User Policy settings
• Software that should be installed for a specific user. • Scripts that should run at logon or logoff. • Internet Explorer user settings (such as favorites and security settings). • Registry settings that apply to the current user (the HKEY_CURRENT_USER subtree). User policies are initially applied as the user logs on. They often customize Windows based on user preferences.
Computer policies
• Software that should be installed on a specific computer. • Scripts that should run at startup or shutdown. • Password restrictions that must be met for all user accounts. • Network communication security settings. • Registry settings that apply to the computer (the HKEY_LOCAL_MACHINE subtree). Computer policies are initially applied as the computer boots, and are enforced before any user logs on.
Linking group policies
• The Default Domain Controllers Policy is linked to the domain controllers OU by default. • This policy increases security of the domain controllers.

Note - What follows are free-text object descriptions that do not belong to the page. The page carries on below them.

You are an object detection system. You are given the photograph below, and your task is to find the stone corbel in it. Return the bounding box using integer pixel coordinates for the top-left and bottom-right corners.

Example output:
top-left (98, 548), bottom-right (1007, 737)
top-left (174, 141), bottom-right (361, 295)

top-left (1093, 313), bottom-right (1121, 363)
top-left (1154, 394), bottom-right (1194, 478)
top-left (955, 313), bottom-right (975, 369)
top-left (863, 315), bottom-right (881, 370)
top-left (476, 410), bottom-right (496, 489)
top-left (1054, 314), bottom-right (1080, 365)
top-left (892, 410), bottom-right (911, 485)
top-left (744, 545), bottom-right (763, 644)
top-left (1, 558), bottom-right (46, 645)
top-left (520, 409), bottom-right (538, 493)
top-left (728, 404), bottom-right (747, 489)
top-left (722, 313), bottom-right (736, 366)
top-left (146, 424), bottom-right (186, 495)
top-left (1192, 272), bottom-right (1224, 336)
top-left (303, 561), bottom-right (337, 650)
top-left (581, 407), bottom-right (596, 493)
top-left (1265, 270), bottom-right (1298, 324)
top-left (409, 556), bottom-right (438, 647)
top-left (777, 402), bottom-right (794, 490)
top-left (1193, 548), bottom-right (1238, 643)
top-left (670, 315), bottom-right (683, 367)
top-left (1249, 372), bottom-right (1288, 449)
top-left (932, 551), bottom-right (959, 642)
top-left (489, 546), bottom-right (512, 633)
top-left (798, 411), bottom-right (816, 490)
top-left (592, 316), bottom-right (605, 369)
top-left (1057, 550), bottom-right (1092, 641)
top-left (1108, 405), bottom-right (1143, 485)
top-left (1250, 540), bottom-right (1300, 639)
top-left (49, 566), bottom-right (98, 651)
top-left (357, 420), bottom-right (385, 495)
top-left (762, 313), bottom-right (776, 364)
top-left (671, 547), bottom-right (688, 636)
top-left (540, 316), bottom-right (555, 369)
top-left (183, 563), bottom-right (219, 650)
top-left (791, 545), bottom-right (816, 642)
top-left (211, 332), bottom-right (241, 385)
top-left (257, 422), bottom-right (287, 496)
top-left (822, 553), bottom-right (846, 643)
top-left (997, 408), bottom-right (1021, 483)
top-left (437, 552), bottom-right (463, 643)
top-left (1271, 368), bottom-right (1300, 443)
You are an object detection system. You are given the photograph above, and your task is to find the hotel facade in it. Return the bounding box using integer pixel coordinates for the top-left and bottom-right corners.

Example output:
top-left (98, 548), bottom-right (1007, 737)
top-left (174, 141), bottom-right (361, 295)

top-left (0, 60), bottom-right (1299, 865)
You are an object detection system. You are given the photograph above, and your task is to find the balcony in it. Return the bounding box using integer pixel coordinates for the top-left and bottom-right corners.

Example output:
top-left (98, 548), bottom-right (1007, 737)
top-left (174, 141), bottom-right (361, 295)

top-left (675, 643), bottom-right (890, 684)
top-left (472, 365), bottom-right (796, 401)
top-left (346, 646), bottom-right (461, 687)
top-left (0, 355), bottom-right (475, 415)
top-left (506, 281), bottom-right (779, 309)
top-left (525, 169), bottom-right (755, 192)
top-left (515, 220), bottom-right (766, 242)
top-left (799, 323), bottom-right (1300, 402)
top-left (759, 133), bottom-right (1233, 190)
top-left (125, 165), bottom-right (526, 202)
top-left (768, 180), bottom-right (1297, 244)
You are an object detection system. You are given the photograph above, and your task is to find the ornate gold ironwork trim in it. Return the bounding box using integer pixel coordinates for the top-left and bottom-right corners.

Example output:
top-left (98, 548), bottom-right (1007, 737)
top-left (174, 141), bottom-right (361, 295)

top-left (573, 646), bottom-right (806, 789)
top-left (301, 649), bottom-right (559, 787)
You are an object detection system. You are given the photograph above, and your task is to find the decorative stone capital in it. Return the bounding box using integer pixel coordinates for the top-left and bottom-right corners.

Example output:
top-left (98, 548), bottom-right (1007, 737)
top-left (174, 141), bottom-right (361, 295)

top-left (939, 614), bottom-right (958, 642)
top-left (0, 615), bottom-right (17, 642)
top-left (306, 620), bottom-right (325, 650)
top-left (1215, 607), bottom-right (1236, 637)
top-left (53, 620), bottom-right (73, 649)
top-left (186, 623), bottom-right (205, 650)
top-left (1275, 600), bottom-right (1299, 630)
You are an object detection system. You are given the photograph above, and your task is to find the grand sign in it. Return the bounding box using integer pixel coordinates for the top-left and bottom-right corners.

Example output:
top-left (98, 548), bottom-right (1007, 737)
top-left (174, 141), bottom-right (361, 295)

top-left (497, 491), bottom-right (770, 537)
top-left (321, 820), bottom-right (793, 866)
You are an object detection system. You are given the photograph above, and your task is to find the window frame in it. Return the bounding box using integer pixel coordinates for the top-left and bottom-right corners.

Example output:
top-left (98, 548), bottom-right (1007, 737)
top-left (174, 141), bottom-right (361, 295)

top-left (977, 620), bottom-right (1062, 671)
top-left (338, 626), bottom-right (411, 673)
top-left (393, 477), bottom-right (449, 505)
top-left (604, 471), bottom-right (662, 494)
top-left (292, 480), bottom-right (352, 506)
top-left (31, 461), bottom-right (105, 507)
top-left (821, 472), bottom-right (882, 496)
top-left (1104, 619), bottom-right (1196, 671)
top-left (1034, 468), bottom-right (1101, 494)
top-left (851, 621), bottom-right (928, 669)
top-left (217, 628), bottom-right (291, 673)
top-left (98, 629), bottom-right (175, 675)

Assigning GPO permissions process
• To apply settings to a user, the user must have the Allow Read and Apply Group Policy permissions. • By default, each GPO grants the Authenticated Users group (basically all network users) the Allow Read and Apply Group Policy permissions. This means that, by default, GPO settings apply to all users. Permissions also control who can edit Group Policy settings and manage the GPO.
Administrative Template Examples
• Use of Windows features such as BitLocker, Offline files, and Parental Controls • Customize the Start menu, taskbar, or desktop environment • Control notifications • Restrict access to Control Panel features • Configure Internet Explorer features and options
Starter Group Policy Objects Examples
• When you create a new GPO from a Starter GPO, the new GPO has all of the Administrative Template policy settings and values that were defined in the Starter GPO. You can easily distribute Starter GPOs by exporting and then importing them to another environment.